Constitutional attorney and law professor Jonathan Turley starred in the Republicans’ opening salvo in the Biden impeachment inquiry, which kicked off on Thursday.

Turley has been the focus of Democrat spin claiming that he does not support the impeachment inquiry, which is not the case.

But firstly, Turley dispelled the myth that “smoking gun” evidence of direct payments to Joe Biden showing a quid pro quo is necessary to impeach the sitting president.

“Professor Turley, false statements, influence-peddling scheme, and Joe Biden might’ve benefited,” Rep. Jim Jordan (R-OH) said. “Let’s do the third one. First, is a benefit to your family? Can a benefit to your family be a benefit to you?”

“It is,” Turley remarked. “There’s been repeated statements ‘that you need to show that President Biden accepted direct money’ in order for this to constitute a benefit, even under criminal cases that deal with bribery, extortion, and the Hobbes Act. The courts actually have rejected that. They’ve said that money going to family members is in fact a benefit and I don’t really see any legal basis for that. Obviously, the strongest case is if you have a direct payment. But this idea that you can have millions going to a politician’s family and that’s not a benefit, I think it’s pretty fallacious.”

Turley is not alone in this evaluation of the bribery and extortion laws.

“There are cases in which payments made to family members can be treated as bribery of the principle if he is aware of it,” Harvard Law Professor Emeritus Alan Dershowitz told the Daily Caller News Foundation in August.

Former federal prosecutor and FBI consultant Joseph Moreno told the DCNF that federal law makes it a crime “for a public official to directly or indirectly receive something of value in return for being influenced in the performance of any official act.”
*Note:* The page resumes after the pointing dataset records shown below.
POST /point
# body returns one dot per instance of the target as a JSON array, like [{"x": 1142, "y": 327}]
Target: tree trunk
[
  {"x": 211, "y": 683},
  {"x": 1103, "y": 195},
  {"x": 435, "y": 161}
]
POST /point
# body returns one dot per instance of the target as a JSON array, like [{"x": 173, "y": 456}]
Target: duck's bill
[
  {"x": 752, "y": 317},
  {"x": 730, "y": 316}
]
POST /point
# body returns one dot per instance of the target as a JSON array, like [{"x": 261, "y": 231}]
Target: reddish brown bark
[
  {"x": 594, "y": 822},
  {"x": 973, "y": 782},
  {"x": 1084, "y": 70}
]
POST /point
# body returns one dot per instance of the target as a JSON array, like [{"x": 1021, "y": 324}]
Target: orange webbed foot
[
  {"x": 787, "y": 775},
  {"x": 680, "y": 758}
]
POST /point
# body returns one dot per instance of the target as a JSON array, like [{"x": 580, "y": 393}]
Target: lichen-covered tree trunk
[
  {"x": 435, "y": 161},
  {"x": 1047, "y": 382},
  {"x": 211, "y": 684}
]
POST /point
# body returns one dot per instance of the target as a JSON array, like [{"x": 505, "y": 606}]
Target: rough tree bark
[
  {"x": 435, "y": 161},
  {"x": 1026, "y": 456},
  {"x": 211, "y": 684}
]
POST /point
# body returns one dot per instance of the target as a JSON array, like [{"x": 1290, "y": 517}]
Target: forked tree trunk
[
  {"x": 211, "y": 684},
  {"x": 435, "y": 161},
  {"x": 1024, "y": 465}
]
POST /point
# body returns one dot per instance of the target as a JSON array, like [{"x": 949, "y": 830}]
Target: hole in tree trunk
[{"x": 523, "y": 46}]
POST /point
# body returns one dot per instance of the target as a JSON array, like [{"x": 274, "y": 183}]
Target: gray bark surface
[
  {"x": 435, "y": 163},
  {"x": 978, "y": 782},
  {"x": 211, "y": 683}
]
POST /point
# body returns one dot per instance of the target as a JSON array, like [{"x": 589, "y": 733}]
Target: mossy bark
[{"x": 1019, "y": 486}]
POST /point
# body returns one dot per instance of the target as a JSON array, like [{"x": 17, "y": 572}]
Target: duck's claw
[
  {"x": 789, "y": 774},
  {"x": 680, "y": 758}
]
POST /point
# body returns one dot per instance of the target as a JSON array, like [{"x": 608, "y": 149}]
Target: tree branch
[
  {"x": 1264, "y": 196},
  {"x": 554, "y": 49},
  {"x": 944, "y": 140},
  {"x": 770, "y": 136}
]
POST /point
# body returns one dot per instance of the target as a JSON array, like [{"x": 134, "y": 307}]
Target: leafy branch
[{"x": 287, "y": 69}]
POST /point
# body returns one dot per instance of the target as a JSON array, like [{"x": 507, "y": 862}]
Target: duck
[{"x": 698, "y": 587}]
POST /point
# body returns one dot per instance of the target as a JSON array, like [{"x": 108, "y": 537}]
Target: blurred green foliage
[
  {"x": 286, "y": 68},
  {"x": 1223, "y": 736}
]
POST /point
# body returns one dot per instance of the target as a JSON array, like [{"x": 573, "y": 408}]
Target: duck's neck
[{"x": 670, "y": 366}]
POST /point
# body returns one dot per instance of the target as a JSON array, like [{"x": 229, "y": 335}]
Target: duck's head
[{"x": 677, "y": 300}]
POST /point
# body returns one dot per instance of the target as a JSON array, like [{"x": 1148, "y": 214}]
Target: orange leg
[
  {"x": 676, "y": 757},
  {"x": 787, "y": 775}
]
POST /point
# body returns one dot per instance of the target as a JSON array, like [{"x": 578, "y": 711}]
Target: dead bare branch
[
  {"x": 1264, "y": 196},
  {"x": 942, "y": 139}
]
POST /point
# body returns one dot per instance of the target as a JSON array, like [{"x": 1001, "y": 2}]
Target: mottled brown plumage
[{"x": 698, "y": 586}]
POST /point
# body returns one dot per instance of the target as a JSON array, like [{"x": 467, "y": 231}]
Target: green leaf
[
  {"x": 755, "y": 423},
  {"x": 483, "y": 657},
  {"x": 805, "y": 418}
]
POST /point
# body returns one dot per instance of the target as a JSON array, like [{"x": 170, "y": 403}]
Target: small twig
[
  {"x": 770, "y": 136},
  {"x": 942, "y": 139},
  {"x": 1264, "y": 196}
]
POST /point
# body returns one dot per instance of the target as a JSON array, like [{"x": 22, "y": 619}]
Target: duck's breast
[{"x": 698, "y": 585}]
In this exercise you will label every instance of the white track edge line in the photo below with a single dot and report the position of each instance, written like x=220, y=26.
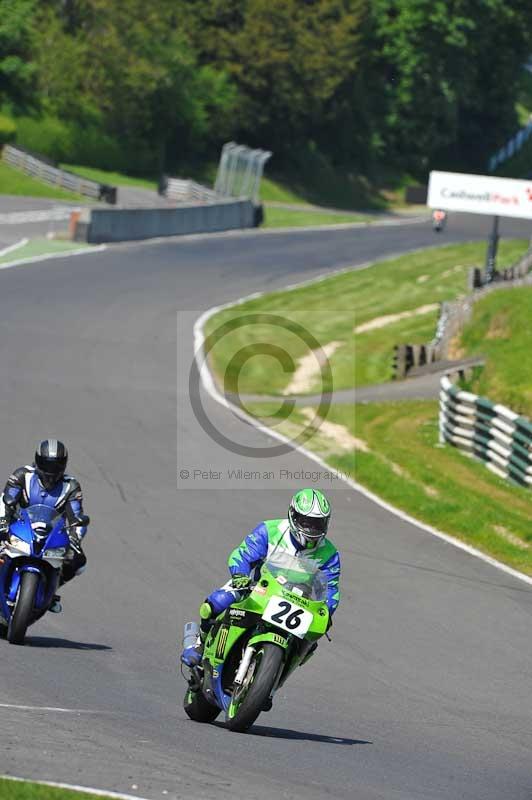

“So in establishing whether there was a quid pro quo, prosecutors would have to prove that something was demanded or received by a public official (including the President) in exchange for some official act (i.e., approving foreign aid, putting pressure on a foreign official),” he explained. “This can be done via a direct payment or gift to a public official, or an indirect one through, say, a family member or business associate.”

A payment accepted through a family member could also be relevant in an impeachment trial, where the standard leading to removing a president is easier to meet and does not “require a statutory violation,” he added.

“Impeachment by the House (Art. I, Section 2) and trial by the Senate is for when a President commits ‘high Crimes and Misdemeanors,’ which is not a term defined in the Constitution but has largely been considered to be whatever Congress deems to be,” he said. “So if Congress wants to impeach and try President Biden for benefitting from improper payments received through his son or other family members, it is free to do so.”

Furthermore, Turley’s full remarks on the justification for the Biden impeachment inquiry dispel the media spin that the legal scholar dismissed the basis of the investigation.

“Then it was just three years ago that another impeachment occurred without any hearings at all,” Turley noted. “The shortening intervals between impeachments should be a cause of concern and circumspection for all the members on both sides, and I want to emphasize what it is that we’re here today for.”

“This is a question of an impeachment inquiry,” he continued. “It is not a vote on articles of impeachment. In fact, I do not believe that the current evidence would support articles of impeachment. That is something that an inquiry has to establish, but I also do believe that the House has passed the threshold for an impeachment inquiry into the conduct of President Biden.”